COLUMBIA, S.C. – A South Carolina House subcommittee unanimously passed a bill Tuesday afternoon to allow trucks to follow each other much closer than they’re allowed to now, a process known as “platooning.” The bill would apply only to trucks with new technology that links them to the trucks they’re following.
The new technology includes cameras, radar, and lasers, as well as the ability to link trucks’ accelerators and brakes. That way, if the technology on the lead truck spots a problem ahead, all the trucks would slow down or brake without the drivers having to take action.
Following closer improves fuel efficiency, with proponents saying the technology could save up to 8 billion gallons of diesel a year nationwide when fully implemented.

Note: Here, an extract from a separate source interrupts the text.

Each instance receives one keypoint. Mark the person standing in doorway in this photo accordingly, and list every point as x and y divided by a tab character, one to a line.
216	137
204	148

But Rep. Garry Smith, R-Simpsonville, the sponsor of the bill, says it will also save lives. “It looks beyond the truck, looks beyond the car. It can see things that are taking place up ahead of those vehicles and make appropriate adjustments for what’s taking place up ahead. They estimate that it’s going to be a tremendous saving of lives, both in the automotive as well as the trucking industry,” he says.
Rick Todd, president of the South Carolina Trucking Association, says the technology is similar to what’s being used in driverless cars. “Only the larger, more sophisticated fleets are looking at this right now, but it is coming. It’s not driverless trucks, it’s driver assistance, and it can be interrupted and then re-engaged.”
The bill simply adds an exception for trucks with the technology to the current state law that prohibits following too closely. “As technology advances, we also have to kind of bring our codes up to par with that,” said Rep. Joshua Putnam, R-Piedmont, chairman of the subcommittee.
The bill now goes to the full House Education and Public Works Committee.